Surviving API Breakage: Lessons from Modernizing Legacy Systems

Net API Notes for 2024/08/27, Issue 243

During the month of August, I'm letting guest authors behind the wheel. Next to drive to a special guest Indu Alagarsamy.

Indu Alagarsamy is currently a Principal Engineer at the New York Times. Her fifteen-year career has spanned the healthcare, finance, and biotech industries. She leads modernization initiatives, specializing in designing distributed systems and event-driven architectures. Indu is also a highly sought out conference speaker.

Indu is the organizer of the Domain-Driven Design SoCal Meetup.
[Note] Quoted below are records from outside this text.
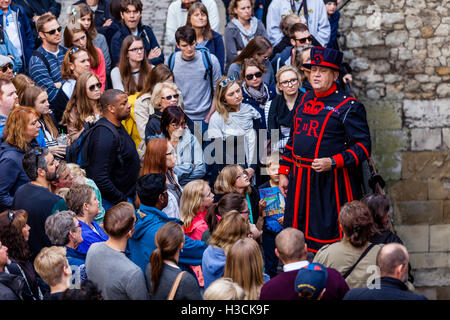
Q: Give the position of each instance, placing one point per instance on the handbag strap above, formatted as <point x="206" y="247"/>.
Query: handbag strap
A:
<point x="349" y="271"/>
<point x="175" y="285"/>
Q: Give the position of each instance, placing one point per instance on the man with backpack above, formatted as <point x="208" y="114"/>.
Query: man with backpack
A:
<point x="108" y="152"/>
<point x="196" y="72"/>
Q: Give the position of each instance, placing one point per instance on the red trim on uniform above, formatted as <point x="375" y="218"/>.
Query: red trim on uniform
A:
<point x="297" y="195"/>
<point x="354" y="155"/>
<point x="326" y="93"/>
<point x="348" y="185"/>
<point x="339" y="159"/>
<point x="283" y="170"/>
<point x="364" y="148"/>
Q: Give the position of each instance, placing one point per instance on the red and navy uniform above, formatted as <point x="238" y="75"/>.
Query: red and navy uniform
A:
<point x="329" y="124"/>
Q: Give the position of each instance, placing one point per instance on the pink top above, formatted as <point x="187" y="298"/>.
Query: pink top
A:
<point x="198" y="226"/>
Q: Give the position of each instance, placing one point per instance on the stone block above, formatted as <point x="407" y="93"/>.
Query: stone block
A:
<point x="439" y="189"/>
<point x="419" y="212"/>
<point x="415" y="238"/>
<point x="425" y="139"/>
<point x="429" y="260"/>
<point x="440" y="238"/>
<point x="426" y="114"/>
<point x="425" y="165"/>
<point x="409" y="190"/>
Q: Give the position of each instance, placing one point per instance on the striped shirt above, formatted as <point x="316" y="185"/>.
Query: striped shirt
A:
<point x="39" y="72"/>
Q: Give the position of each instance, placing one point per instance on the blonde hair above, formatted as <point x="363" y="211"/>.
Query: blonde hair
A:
<point x="244" y="265"/>
<point x="284" y="69"/>
<point x="191" y="201"/>
<point x="227" y="178"/>
<point x="231" y="228"/>
<point x="219" y="96"/>
<point x="49" y="264"/>
<point x="156" y="94"/>
<point x="224" y="289"/>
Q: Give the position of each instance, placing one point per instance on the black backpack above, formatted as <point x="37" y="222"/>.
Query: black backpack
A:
<point x="77" y="152"/>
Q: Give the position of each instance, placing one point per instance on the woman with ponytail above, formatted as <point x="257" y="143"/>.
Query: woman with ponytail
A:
<point x="163" y="270"/>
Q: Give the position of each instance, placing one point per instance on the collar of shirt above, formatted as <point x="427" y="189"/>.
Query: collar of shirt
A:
<point x="295" y="265"/>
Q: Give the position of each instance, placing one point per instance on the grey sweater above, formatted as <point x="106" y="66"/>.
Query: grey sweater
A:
<point x="195" y="89"/>
<point x="187" y="290"/>
<point x="115" y="275"/>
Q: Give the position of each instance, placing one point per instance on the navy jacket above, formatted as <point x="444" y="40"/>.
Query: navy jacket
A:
<point x="25" y="33"/>
<point x="12" y="175"/>
<point x="145" y="32"/>
<point x="391" y="289"/>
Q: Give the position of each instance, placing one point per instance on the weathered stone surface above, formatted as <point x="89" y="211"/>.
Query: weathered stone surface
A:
<point x="419" y="212"/>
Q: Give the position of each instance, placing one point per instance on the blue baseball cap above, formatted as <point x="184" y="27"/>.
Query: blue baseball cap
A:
<point x="313" y="277"/>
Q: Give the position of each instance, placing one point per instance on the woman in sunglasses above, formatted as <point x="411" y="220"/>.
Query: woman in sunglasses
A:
<point x="190" y="162"/>
<point x="37" y="98"/>
<point x="235" y="121"/>
<point x="164" y="94"/>
<point x="76" y="35"/>
<point x="76" y="62"/>
<point x="254" y="91"/>
<point x="260" y="49"/>
<point x="14" y="234"/>
<point x="83" y="106"/>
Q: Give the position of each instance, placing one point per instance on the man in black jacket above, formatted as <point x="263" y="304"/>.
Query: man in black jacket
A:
<point x="113" y="161"/>
<point x="393" y="261"/>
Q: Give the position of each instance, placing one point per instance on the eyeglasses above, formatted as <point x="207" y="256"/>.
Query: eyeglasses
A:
<point x="98" y="85"/>
<point x="256" y="75"/>
<point x="8" y="66"/>
<point x="226" y="81"/>
<point x="73" y="50"/>
<point x="53" y="31"/>
<point x="139" y="49"/>
<point x="287" y="83"/>
<point x="303" y="40"/>
<point x="175" y="96"/>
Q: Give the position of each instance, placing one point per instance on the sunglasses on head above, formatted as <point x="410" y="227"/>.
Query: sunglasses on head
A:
<point x="254" y="75"/>
<point x="6" y="67"/>
<point x="303" y="40"/>
<point x="53" y="31"/>
<point x="93" y="86"/>
<point x="175" y="96"/>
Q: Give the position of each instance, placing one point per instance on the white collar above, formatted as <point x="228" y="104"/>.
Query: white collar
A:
<point x="295" y="265"/>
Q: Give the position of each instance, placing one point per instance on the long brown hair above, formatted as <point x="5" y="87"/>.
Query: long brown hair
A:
<point x="207" y="31"/>
<point x="73" y="28"/>
<point x="258" y="45"/>
<point x="16" y="126"/>
<point x="83" y="106"/>
<point x="29" y="99"/>
<point x="129" y="84"/>
<point x="168" y="240"/>
<point x="155" y="157"/>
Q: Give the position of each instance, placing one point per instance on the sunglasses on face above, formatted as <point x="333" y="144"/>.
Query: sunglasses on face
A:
<point x="303" y="40"/>
<point x="98" y="85"/>
<point x="254" y="75"/>
<point x="8" y="66"/>
<point x="53" y="31"/>
<point x="175" y="96"/>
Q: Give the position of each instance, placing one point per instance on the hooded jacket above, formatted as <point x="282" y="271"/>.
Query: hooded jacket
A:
<point x="142" y="244"/>
<point x="10" y="162"/>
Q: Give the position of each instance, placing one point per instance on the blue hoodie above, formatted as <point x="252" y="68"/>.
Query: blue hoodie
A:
<point x="142" y="244"/>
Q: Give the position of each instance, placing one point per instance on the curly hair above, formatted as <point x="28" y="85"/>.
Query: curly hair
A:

She writes about overcoming software complexity with Systems Thinking, Domain-Driven Design, and Service Blueprints at DomainAnalysis.io.
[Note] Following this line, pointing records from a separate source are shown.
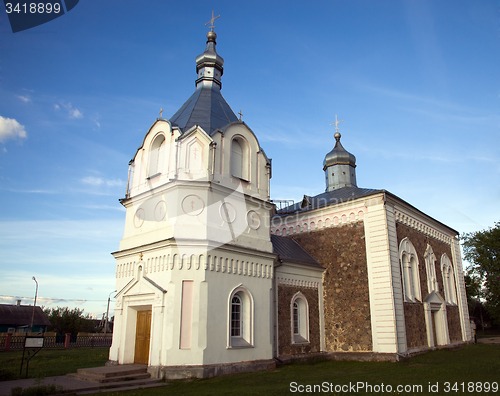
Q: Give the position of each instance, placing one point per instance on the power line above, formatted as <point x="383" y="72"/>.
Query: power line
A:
<point x="51" y="298"/>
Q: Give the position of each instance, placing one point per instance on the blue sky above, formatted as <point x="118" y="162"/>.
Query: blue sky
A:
<point x="416" y="83"/>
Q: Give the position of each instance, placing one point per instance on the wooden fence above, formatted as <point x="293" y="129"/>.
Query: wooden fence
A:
<point x="10" y="341"/>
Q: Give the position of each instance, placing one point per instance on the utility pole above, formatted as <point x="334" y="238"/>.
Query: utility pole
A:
<point x="34" y="305"/>
<point x="107" y="313"/>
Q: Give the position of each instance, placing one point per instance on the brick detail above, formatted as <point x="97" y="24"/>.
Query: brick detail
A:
<point x="416" y="333"/>
<point x="420" y="241"/>
<point x="342" y="250"/>
<point x="454" y="327"/>
<point x="285" y="345"/>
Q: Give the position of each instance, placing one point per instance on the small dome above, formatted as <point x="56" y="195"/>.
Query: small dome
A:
<point x="339" y="155"/>
<point x="211" y="36"/>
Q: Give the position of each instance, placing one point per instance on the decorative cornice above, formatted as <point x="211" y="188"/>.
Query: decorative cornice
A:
<point x="297" y="283"/>
<point x="418" y="225"/>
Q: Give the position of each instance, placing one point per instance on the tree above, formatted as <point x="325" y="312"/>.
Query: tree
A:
<point x="482" y="250"/>
<point x="64" y="320"/>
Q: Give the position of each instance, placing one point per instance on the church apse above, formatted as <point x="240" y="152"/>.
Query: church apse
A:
<point x="345" y="285"/>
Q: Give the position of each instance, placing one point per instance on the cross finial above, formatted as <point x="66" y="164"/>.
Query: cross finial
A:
<point x="336" y="123"/>
<point x="211" y="21"/>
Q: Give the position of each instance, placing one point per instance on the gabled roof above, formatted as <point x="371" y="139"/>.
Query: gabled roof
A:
<point x="20" y="315"/>
<point x="328" y="198"/>
<point x="289" y="250"/>
<point x="207" y="108"/>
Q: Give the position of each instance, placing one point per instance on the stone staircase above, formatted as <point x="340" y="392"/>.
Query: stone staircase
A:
<point x="116" y="378"/>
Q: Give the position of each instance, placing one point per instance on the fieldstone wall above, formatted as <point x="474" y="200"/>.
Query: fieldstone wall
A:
<point x="285" y="344"/>
<point x="454" y="327"/>
<point x="342" y="250"/>
<point x="416" y="333"/>
<point x="420" y="241"/>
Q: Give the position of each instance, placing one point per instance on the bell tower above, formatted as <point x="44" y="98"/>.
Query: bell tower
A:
<point x="339" y="165"/>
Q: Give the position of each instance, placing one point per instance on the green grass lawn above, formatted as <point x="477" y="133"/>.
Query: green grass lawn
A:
<point x="471" y="363"/>
<point x="50" y="362"/>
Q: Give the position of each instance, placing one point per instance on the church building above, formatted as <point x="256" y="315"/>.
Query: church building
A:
<point x="213" y="278"/>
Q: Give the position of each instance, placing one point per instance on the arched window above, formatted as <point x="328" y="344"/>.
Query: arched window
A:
<point x="448" y="280"/>
<point x="430" y="266"/>
<point x="236" y="327"/>
<point x="156" y="155"/>
<point x="239" y="158"/>
<point x="296" y="318"/>
<point x="409" y="271"/>
<point x="299" y="319"/>
<point x="240" y="318"/>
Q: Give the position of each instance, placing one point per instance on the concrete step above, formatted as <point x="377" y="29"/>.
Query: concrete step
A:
<point x="125" y="370"/>
<point x="121" y="388"/>
<point x="87" y="376"/>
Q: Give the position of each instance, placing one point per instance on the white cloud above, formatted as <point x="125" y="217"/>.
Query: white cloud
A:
<point x="11" y="129"/>
<point x="99" y="181"/>
<point x="73" y="112"/>
<point x="25" y="99"/>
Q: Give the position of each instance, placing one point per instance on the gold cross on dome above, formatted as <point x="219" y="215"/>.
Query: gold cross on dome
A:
<point x="336" y="123"/>
<point x="211" y="21"/>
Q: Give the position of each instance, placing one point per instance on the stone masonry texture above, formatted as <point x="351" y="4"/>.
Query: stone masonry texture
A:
<point x="417" y="333"/>
<point x="285" y="345"/>
<point x="342" y="250"/>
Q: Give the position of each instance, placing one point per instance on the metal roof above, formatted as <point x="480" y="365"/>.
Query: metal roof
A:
<point x="207" y="108"/>
<point x="328" y="198"/>
<point x="20" y="315"/>
<point x="289" y="250"/>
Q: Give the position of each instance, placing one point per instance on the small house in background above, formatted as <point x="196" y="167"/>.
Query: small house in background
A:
<point x="17" y="319"/>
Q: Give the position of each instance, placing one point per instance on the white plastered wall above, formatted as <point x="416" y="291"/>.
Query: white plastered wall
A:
<point x="387" y="316"/>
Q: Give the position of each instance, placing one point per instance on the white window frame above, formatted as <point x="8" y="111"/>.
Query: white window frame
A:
<point x="246" y="336"/>
<point x="239" y="161"/>
<point x="156" y="154"/>
<point x="430" y="267"/>
<point x="410" y="275"/>
<point x="302" y="336"/>
<point x="448" y="280"/>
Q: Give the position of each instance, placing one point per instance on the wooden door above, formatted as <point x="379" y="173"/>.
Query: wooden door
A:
<point x="434" y="332"/>
<point x="142" y="336"/>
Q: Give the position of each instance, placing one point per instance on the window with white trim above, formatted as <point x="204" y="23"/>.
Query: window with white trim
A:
<point x="430" y="267"/>
<point x="156" y="155"/>
<point x="299" y="318"/>
<point x="409" y="271"/>
<point x="236" y="322"/>
<point x="239" y="158"/>
<point x="448" y="280"/>
<point x="240" y="318"/>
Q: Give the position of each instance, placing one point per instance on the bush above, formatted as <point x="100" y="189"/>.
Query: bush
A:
<point x="40" y="390"/>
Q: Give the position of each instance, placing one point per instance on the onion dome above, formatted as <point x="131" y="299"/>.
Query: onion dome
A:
<point x="340" y="167"/>
<point x="339" y="155"/>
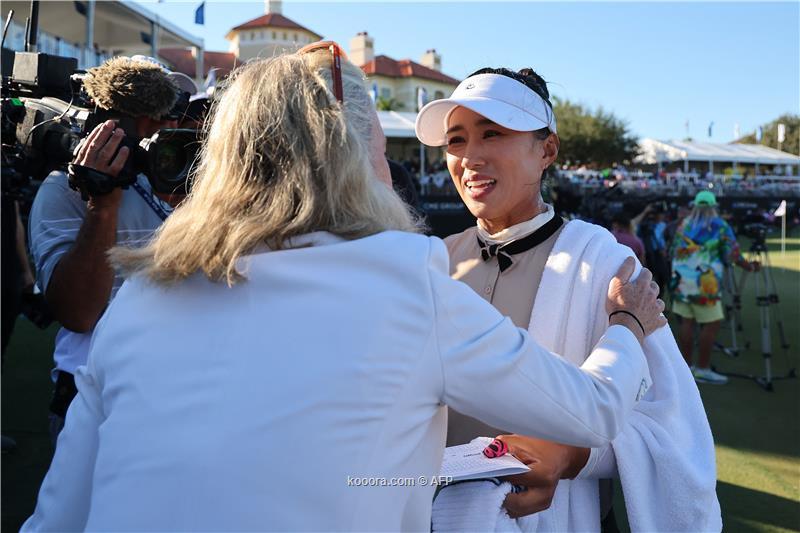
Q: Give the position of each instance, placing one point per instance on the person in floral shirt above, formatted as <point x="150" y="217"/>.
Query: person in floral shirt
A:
<point x="703" y="245"/>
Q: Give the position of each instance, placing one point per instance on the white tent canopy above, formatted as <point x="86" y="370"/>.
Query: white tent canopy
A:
<point x="398" y="124"/>
<point x="653" y="152"/>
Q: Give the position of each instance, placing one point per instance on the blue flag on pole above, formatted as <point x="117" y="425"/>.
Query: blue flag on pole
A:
<point x="422" y="98"/>
<point x="200" y="14"/>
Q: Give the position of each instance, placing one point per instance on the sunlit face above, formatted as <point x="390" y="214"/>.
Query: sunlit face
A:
<point x="497" y="171"/>
<point x="377" y="152"/>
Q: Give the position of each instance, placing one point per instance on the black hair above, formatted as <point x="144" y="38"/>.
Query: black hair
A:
<point x="529" y="78"/>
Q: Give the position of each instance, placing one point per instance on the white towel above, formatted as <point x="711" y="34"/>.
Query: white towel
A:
<point x="472" y="506"/>
<point x="665" y="454"/>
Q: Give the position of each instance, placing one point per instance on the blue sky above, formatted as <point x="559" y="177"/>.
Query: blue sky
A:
<point x="656" y="65"/>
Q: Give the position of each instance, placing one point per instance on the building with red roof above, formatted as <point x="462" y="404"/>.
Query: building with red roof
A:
<point x="398" y="83"/>
<point x="270" y="34"/>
I'll be back doing editorial direction in September. But for now, I want to express my deepest thanks to Indu for the copious amount of effort she put into this piece on breaking changes and her willingness to share her story with this audience. Onto the piece!
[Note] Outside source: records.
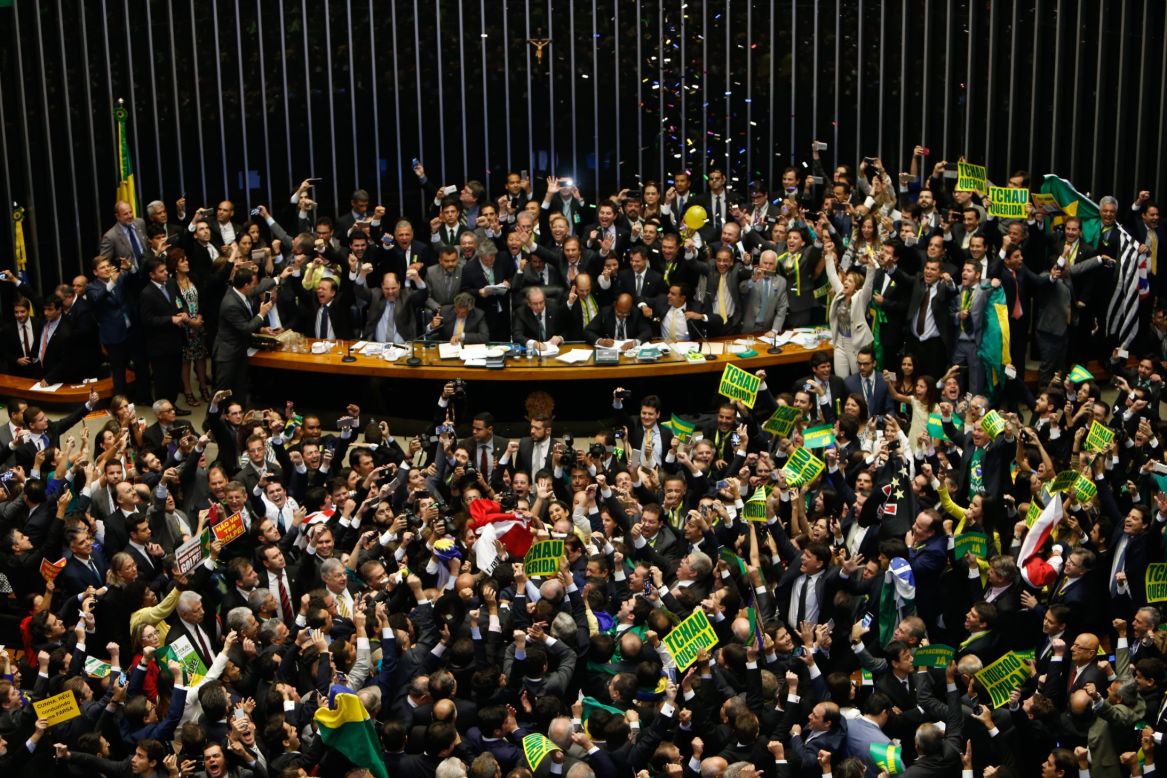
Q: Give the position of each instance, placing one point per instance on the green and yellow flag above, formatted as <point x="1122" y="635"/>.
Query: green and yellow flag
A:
<point x="126" y="190"/>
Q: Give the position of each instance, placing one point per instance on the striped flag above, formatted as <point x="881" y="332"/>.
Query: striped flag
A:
<point x="126" y="190"/>
<point x="1130" y="286"/>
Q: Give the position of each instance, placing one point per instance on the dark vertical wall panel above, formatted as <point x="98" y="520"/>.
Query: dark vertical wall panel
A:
<point x="685" y="84"/>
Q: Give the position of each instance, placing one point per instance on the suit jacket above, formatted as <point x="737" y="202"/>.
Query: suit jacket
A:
<point x="13" y="349"/>
<point x="525" y="327"/>
<point x="774" y="314"/>
<point x="441" y="287"/>
<point x="116" y="244"/>
<point x="603" y="326"/>
<point x="238" y="323"/>
<point x="162" y="336"/>
<point x="405" y="313"/>
<point x="474" y="331"/>
<point x="110" y="310"/>
<point x="880" y="402"/>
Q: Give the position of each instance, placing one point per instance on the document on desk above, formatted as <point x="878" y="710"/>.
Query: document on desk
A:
<point x="474" y="351"/>
<point x="574" y="356"/>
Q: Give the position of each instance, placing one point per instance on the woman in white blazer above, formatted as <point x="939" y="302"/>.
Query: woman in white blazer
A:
<point x="847" y="309"/>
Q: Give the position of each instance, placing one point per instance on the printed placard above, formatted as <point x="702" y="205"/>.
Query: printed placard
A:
<point x="543" y="559"/>
<point x="739" y="385"/>
<point x="1004" y="675"/>
<point x="689" y="638"/>
<point x="57" y="708"/>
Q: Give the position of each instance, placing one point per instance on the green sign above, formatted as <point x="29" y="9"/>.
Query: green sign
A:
<point x="689" y="638"/>
<point x="1008" y="203"/>
<point x="739" y="385"/>
<point x="543" y="559"/>
<point x="783" y="420"/>
<point x="802" y="468"/>
<point x="1004" y="675"/>
<point x="971" y="177"/>
<point x="992" y="423"/>
<point x="1157" y="582"/>
<point x="934" y="656"/>
<point x="971" y="542"/>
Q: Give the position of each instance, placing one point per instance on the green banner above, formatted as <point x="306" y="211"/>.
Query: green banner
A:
<point x="1157" y="582"/>
<point x="1004" y="675"/>
<point x="934" y="656"/>
<point x="1008" y="203"/>
<point x="739" y="385"/>
<point x="992" y="423"/>
<point x="536" y="749"/>
<point x="543" y="559"/>
<point x="971" y="177"/>
<point x="971" y="542"/>
<point x="783" y="420"/>
<point x="802" y="468"/>
<point x="689" y="638"/>
<point x="1099" y="437"/>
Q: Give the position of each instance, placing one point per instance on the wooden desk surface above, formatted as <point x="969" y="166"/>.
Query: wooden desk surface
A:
<point x="522" y="369"/>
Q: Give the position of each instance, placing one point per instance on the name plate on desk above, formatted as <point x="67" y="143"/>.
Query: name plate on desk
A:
<point x="607" y="356"/>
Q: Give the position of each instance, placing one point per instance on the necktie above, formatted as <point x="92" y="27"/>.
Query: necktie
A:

Surviving API Breakage: Lessons from Modernizing Legacy Systems

I have been working on an interesting application modernization project at the NYTimes. This project involves moving a line of business from a decades-old monolith to a modern SaaS application. The new modernized system comprises of 

  • The SaaS application that takes care of the commodity capabilities that the monolith used to do
  • A collection of services that provide custom capabilities that are unique to the NYTimes domain. 
  • A collection of integration services that communicate between the SaaS application and the existing custom capability services. 

In this article, I will discuss the importance of backward compatibility and the painful experience consumers experience when backward compatibility is broken. I will share what I learned about backward compatibility and provide guidelines for API developers to deal with breaking changes with their consumers in mind. Any medium to large business with multiple services in production should be thinking about backward compatibility as a first-class citizen of their release process. 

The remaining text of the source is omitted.